Topical treatments for atopic dermatitis (eczema): systematic review and network meta-analysis of randomized trials
The Journal of allergy and clinical immunology
GRADE; adverse events; atopic dermatitis; comparative effects; crisaborole; delgocitinib; difamilast; disease severity; eczema; flares (exacerbations); induction of remission; itch; lotamilast; maintenance of remission; network meta-analysis; patient-important outcomes; pimecrolimus; quality of life; reactive vs proactive therapy; roflumilast; ruxolitinib; sleep; tacrolimus; topical JAK inhibitors; topical antibiotics; topical calcineurin inhibitors; topical corticosteroids; topical phosphodiesterase-4 (PDE-4) inhibitors; topical treatments
BACKGROUND: Atopic dermatitis (AD) is a common skin condition with multiple topical treatment options, but uncertain comparative effects. OBJECTIVES: We systematically synthesized the benefits and harms of AD prescription topical treatments. METHODS: For the 2023 AAAAI/ACAAI JTFPP AD guidelines, we searched MEDLINE, EMBASE, CENTRAL, CINAHL, LILACS, ICTRP, and GREAT to September 5, 2022 for randomized trials addressing AD topical treatments. Paired reviewers independently screened records, extracted data, and assessed risk of bias. Random-effects network meta-analyses addressed AD severity, itch, sleep, AD-quality of life, flares, and harms. The GRADE approach informed certainty of evidence ratings. We classified topical corticosteroids (TCS) using seven classes-group 1 being most potent. OSF: https://osf.io/q5m6s. RESULTS: 219 included trials (43,123 patients) evaluated 68 interventions. With high-certainty, pimecrolimus improved six of seven outcomes-among the best for two; high-dose tacrolimus (0.1%) improved five-among the best for two; low-dose tacrolimus (0.03%) improved five-among the best for one. With moderate-to-high certainty, group 5 TCS improved six-among the best for three; group 4 TCS and delgocitinib improved four-among the best for two; ruxolitinib improved four-among the best for one; group 1 TCS improved three-among the best for two. These interventions did not increase harms. Crisaborole and difamilast were intermediately effective, but uncertain harm. Topical antibiotics alone or in combination may be among the least effective. To maintain AD control, group 5 TCS were among the most effective, followed by tacrolimus and pimecrolimus. CONCLUSIONS: For individuals with AD, pimecrolimus, tacrolimus, and moderate-potency TCS are among the most effective in improving and maintaining multiple AD outcomes. Topical antibiotics may be among the least effective.

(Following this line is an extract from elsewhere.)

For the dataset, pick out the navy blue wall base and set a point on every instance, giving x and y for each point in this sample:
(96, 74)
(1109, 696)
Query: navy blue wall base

Chu, Derek K.; Chu, Alexandro W.; Rayner, Daniel G.; Guyatt, Gordon H.; Yepes-Nuñez, Juan José; Gomez-Escobar, Luis; Pérez-Herrera, Lucia C.; Díaz Martinez, Juan Pablo; Brignardello-Petersen, Romina; Sadeghirad, Behnam; Wong, Melanie M.; Ceccacci, Renata; Zhao, Irene X.; Basmaji, John; MacDonald, Margaret; Chu, Xiajing; Islam, Nazmul; Gao, Ya; Izcovich, Ariel; Asiniwasis, Rachel N.; Boguniewicz, Mark; De Benedetto, Anna; Capozza, Korey; Chen, Lina; Ellison, Kathy; Frazier, Winfred T.; Greenhawt, Matthew; Huynh, Joey; LeBovidge, Jennifer; Lio, Peter A.; Martin, Stephen A.; and O'Brien, Monica, "Topical treatments for atopic dermatitis (eczema): systematic review and network meta-analysis of randomized trials" (2023). GW Authored Works. Paper 3448.